In a recent paper published in Frontiers in Pediatrics, Paul Goldwater, a senior researcher at the University of Adelaide’s Medical School, surveyed the current research from leading peer-reviewed publications. A researcher of SIDS for the past 30 years and someone who has published on the subject himself, Goldwater’s conclusions were stark.

“SIDS research appears to have lost its way,” he wrote. “Mainstream findings are often based on questionable and dogmatic assumptions that return to founding notions such as the Triple Risk Hypothesis and the contention that the mechanisms underlying SIDS/SUID are heterogeneous in nature.”

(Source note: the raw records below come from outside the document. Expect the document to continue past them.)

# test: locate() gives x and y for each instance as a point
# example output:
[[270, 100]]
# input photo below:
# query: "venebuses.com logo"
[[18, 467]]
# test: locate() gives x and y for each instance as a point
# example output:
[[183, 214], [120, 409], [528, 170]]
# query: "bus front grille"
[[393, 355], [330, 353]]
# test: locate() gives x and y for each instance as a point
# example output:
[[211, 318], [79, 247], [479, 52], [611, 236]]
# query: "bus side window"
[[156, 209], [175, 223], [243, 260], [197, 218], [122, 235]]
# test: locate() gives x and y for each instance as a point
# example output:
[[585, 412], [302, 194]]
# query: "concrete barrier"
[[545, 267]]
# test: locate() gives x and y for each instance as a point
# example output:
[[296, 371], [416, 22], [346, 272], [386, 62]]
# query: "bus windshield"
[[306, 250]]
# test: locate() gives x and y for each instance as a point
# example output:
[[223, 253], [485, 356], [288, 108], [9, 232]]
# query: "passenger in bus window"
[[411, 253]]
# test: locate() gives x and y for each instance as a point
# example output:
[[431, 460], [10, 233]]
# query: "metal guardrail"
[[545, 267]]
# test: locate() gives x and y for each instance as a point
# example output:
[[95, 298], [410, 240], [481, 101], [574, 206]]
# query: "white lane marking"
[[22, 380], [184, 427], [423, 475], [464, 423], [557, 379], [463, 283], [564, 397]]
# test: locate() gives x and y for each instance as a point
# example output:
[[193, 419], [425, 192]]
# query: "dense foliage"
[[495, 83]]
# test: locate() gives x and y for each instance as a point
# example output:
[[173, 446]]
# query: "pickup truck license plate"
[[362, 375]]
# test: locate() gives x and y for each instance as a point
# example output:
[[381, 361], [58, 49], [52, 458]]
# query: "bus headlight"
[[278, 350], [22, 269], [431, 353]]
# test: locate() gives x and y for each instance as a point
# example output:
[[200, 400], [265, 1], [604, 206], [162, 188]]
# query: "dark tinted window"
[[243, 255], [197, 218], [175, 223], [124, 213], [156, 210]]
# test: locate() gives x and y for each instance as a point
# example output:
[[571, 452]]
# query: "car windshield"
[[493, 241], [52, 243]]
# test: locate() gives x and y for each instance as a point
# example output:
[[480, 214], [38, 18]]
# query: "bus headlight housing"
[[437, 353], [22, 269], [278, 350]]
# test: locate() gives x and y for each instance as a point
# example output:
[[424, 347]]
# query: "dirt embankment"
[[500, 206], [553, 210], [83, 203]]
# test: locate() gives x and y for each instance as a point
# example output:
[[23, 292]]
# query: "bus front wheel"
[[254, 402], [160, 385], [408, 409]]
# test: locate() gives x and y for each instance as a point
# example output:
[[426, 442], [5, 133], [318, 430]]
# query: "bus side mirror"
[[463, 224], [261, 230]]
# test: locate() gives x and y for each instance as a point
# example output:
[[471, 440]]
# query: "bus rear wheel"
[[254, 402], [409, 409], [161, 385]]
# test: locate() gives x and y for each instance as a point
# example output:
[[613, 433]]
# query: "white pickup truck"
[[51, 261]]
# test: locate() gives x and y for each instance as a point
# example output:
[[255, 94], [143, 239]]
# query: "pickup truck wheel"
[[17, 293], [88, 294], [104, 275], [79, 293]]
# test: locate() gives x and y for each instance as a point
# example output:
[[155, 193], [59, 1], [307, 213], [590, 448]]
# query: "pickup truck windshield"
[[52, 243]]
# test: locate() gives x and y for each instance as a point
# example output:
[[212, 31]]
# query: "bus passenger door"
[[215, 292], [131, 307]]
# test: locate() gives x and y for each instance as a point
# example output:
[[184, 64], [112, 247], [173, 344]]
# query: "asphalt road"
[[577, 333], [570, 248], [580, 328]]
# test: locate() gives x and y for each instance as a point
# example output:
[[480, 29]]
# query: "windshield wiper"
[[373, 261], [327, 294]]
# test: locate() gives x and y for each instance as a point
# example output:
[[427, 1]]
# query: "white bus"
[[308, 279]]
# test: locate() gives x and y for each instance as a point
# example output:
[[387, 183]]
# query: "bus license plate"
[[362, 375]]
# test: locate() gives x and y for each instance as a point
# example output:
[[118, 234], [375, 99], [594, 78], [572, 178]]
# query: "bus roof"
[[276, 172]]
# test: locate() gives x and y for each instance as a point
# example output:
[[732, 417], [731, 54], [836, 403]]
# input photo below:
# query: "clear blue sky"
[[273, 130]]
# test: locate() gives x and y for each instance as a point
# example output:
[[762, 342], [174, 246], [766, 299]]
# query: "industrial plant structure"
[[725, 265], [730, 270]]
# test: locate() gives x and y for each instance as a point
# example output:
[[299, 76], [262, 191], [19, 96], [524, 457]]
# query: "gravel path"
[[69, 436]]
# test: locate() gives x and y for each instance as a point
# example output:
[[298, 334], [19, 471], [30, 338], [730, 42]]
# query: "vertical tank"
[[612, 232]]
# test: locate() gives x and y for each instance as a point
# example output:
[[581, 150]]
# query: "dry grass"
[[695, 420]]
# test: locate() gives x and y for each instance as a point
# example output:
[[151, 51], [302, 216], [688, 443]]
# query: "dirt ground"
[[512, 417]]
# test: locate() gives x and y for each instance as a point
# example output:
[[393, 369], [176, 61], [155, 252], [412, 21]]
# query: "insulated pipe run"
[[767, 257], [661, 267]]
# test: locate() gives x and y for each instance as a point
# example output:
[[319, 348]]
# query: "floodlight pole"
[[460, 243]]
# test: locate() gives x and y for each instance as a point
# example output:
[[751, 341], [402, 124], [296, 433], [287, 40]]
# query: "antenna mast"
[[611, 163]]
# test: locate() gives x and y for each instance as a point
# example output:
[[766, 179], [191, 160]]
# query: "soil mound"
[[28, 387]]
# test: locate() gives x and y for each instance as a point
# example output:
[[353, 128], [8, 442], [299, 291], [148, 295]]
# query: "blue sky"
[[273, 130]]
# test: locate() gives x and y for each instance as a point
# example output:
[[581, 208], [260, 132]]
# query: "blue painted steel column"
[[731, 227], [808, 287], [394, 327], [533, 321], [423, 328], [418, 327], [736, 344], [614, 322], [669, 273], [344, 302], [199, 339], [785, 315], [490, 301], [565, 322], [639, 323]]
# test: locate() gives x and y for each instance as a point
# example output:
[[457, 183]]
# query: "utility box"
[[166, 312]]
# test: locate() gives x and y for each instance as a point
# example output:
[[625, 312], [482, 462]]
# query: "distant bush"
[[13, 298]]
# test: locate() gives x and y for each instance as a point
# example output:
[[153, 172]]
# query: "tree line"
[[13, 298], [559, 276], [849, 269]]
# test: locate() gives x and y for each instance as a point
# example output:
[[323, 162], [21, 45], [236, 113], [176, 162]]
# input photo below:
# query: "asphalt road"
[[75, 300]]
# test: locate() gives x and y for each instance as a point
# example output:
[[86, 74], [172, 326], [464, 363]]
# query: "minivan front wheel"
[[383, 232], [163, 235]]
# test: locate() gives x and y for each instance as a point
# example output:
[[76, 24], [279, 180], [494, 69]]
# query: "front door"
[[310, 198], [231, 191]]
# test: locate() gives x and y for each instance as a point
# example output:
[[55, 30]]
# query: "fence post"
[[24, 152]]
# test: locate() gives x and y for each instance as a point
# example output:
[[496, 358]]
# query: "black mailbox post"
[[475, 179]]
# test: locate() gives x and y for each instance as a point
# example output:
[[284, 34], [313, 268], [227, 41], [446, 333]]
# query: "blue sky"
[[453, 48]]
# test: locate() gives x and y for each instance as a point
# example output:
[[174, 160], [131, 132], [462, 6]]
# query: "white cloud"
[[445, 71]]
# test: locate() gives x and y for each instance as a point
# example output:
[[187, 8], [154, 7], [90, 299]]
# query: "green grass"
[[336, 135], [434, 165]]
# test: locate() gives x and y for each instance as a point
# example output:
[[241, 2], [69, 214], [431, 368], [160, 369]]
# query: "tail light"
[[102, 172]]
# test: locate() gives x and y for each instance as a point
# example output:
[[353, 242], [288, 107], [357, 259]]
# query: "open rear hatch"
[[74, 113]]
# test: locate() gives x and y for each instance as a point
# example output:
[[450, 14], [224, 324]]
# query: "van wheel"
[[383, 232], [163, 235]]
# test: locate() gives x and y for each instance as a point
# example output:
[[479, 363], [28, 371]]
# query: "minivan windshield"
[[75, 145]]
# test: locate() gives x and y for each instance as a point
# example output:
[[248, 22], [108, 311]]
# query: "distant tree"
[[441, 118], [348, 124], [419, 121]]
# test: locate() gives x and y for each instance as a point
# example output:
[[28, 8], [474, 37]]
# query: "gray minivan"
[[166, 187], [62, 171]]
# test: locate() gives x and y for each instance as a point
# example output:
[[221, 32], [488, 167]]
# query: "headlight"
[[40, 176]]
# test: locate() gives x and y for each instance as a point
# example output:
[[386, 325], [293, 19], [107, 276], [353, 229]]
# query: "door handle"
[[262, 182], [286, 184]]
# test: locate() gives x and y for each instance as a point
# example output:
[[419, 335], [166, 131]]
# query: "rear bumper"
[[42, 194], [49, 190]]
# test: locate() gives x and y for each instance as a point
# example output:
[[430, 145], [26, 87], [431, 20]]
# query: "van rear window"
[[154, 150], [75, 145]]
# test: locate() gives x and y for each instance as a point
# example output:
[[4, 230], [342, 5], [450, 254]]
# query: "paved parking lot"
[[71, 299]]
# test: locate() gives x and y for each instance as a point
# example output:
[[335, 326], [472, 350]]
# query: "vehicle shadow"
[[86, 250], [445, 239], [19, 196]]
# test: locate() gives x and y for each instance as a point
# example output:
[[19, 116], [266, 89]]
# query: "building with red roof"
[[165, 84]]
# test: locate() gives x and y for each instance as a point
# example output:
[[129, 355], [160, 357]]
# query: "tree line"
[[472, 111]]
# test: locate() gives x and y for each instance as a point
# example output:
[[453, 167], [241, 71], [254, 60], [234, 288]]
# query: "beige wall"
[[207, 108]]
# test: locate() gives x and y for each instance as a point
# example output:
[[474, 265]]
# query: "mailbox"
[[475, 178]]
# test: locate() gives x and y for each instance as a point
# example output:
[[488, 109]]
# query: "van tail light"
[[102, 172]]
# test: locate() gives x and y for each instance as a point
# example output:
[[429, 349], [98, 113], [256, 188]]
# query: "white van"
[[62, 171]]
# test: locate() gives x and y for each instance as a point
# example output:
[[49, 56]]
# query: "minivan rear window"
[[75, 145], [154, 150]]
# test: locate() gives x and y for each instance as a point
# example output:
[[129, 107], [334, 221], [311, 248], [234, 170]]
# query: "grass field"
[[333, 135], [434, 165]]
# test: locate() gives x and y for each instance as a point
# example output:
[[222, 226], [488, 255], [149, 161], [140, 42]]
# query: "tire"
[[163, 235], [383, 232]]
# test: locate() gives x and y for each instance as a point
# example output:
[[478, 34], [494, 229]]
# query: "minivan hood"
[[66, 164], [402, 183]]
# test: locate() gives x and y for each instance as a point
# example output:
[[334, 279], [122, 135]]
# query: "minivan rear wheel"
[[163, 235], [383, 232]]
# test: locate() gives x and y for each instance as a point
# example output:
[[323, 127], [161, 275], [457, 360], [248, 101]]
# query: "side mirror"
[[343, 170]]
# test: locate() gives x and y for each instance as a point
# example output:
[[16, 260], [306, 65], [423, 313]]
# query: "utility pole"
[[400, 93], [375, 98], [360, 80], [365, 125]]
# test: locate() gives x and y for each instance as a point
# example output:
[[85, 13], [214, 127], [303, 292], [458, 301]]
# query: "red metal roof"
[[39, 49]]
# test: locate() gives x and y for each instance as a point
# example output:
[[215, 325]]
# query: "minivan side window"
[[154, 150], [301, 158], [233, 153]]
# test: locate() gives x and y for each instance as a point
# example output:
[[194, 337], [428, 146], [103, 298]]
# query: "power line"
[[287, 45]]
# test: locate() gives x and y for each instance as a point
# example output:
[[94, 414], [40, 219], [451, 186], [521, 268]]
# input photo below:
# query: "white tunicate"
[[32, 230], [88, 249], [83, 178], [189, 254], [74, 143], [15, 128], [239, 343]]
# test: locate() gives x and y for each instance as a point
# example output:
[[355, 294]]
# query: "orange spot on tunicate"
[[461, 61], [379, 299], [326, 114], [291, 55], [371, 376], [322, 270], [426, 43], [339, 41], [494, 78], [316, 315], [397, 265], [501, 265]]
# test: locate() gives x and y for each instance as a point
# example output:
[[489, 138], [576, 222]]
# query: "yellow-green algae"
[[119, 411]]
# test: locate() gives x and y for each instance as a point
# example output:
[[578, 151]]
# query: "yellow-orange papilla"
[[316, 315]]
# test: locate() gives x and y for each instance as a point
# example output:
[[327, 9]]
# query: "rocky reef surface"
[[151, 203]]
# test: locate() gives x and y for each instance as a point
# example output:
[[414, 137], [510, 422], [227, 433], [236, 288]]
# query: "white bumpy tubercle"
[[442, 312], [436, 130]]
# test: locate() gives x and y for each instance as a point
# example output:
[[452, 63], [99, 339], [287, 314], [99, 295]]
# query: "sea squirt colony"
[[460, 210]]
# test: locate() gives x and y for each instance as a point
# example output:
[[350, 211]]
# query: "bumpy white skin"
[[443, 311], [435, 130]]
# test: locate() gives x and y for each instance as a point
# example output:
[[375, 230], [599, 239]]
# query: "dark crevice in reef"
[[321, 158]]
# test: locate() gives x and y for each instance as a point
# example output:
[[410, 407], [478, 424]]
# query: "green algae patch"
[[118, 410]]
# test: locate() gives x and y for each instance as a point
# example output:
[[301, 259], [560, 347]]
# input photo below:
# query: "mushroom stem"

The triple risk hypothesis states that SIDS is likely caused when three factors overlap in a child’s development. These three factors are (1) vulnerability from an underlying susceptibility (e.g., prematurity or brainstem abnormalities); (2) a critical developmental period (e.g., between 2-4 months old); and (3) and external stressor (e.g., overheating or infection).

But research into this hypothesis, Goldwater points out, has not been fruitful. Despite “concerted efforts,” it has provided no answer to the cause of SIDS because it only helps us conceptualize it, not understand it.

Respiratory illnesses, such as these novel coronavirus particles, may be a cause of SIDS.
A respiratory infection, such as these novel coronavirus particles, may be a cause of SIDS. (Credit: NIAID/Flickr)

Could an infection cause SIDS?

This is a problem, Goldwater explains, because a focus on the triple risk hypothesis has led researchers to sideline other avenues of research or ignore otherwise promising evidence. For example, his paper cites multiple studies that found “more than 75% of SIDS babies featured recent or active respiratory tract infections.” The findings of the autopsy reports are also consistent with infection and include fluid-laden lungs, inflammation, raised temperature, and liquid blood in the chambers of the heart.

“Despite these clues, infection and sepsis have not been widely examined in relation to most aspects of SIDS research and despite the findings of those proposing the Infection Model of SIDS,” Goldwater writes.

This could explain why campaigns for supine sleeping have reduced SIDS deaths since the 90s even if we didn’t understand the cause. It’s not that lying prone triggers sudden infant death. Some SIDS cases occur in supine and side-sleeping babies. But as one Nordic study found, an upper respiratory or other viral illness increases the chance of SIDS dramatically when combined with risk factors such as prone sleeping.

Goldwater calls this “prone-plus-infection” model a “nearly two-decade blind spot that may have kept a solution to the SIDS problem in the dark.”

Solving the SIDS mystery

Is Goldwater claiming infection to be the smoking gun? Not at all. Many questions remain to be answered. These include why SIDS occurs more often in baby boys and certain ethnicities, such as American Indians and Australian Aborigines. Genetics or socioeconomic factors may be partially to blame.

Rather, his stated hope is to highlight these neglected areas of research and reinvigorate fresh thinking in the area of SIDS research. “It is concerning that twenty-first century medical science has not provided an answer to the tragic enigma of SIDS,” he writes. 

And if we can reduce the impact of SIDS as we have with our limited knowledge, imagine what we could do if we finally solved this modern-day medical mystery.